Sylvia raised her face to Hilary’s, and before she could put her question he answered it quietly with a nod of the head.
“Yes, that is so,” he said.
“You knew?”
“I have known for a long time,” he replied.
Sylvia was lost in wonder. Yet there was no doubt in her mind. Gabriel Strood, of whom she had made a hero, whose exploits she knew almost by heart, had suffered from a physical disability which might well have kept the most eager mountaineer to the level. It was because of his mastery over his disability that she had set him so high in her esteem. Well, there had been a day when her father had tramped across the downs to Dorchester and had come back lame and in spite of his lameness had left his companions behind. Other trifles recurred to her memory. She had found him reading “The Alps in 1864,” and yes—he had tried to hide from her the title of the book. On their first meeting he had understood at once when she had spoken to him of the emotion which her first mountain peak had waked in her. And before that—yes, her guide had cried aloud to her, “You remind me of Gabriel Strood.” She owed it to him that she had turned to the Alps as to her heritage, and that she had brought to them an instinctive knowledge. Her first feeling was one of sheer pride in her father. Then the doubts began to thicken. He called himself Garratt Skinner.
“Why? But why?” she cried, impulsively, and Chayne, still leaning on her chair, pressed her arm with his hand and warned her to be silent.

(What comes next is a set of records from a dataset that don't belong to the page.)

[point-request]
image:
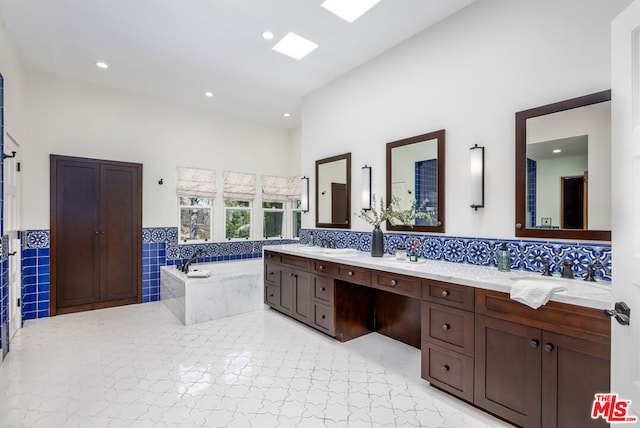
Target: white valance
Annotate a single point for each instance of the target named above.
(239, 185)
(196, 182)
(280, 189)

“I will tell you afterward,” he said, quietly, and then he suddenly drew himself upright. The movement was abrupt like the movement of a man thoroughly startled—more startled even than she had been by the unexpected sight of her father’s handwriting. She looked up into his face. He was staring at the open page of Michel’s book. She turned back to it herself and saw nothing which should so trouble him. Over Gabriel Strood’s signature there were just these words written in his hand and nothing more:
“Mont Blanc by the Brenva route. July, 1868.”
Yet it was just that sentence which had so startled Hilary. Gabriel Strood had then climbed Mont Blanc from the Italian side—up from the glacier to the top of the great rock-buttress, then along the world-famous ice-arete, thin as a knife edge, and to right and left precipitous as a wall, and on the far side above the ice-ridge up the hanging glaciers and the ice-cliffs to the summit of the Corridor. From the Italian side of the range of Mont Blanc! And the day before yesterday Gabriel Strood had crossed with Walter Hine to Italy, bound upon some expedition which would take five days, five days at the least.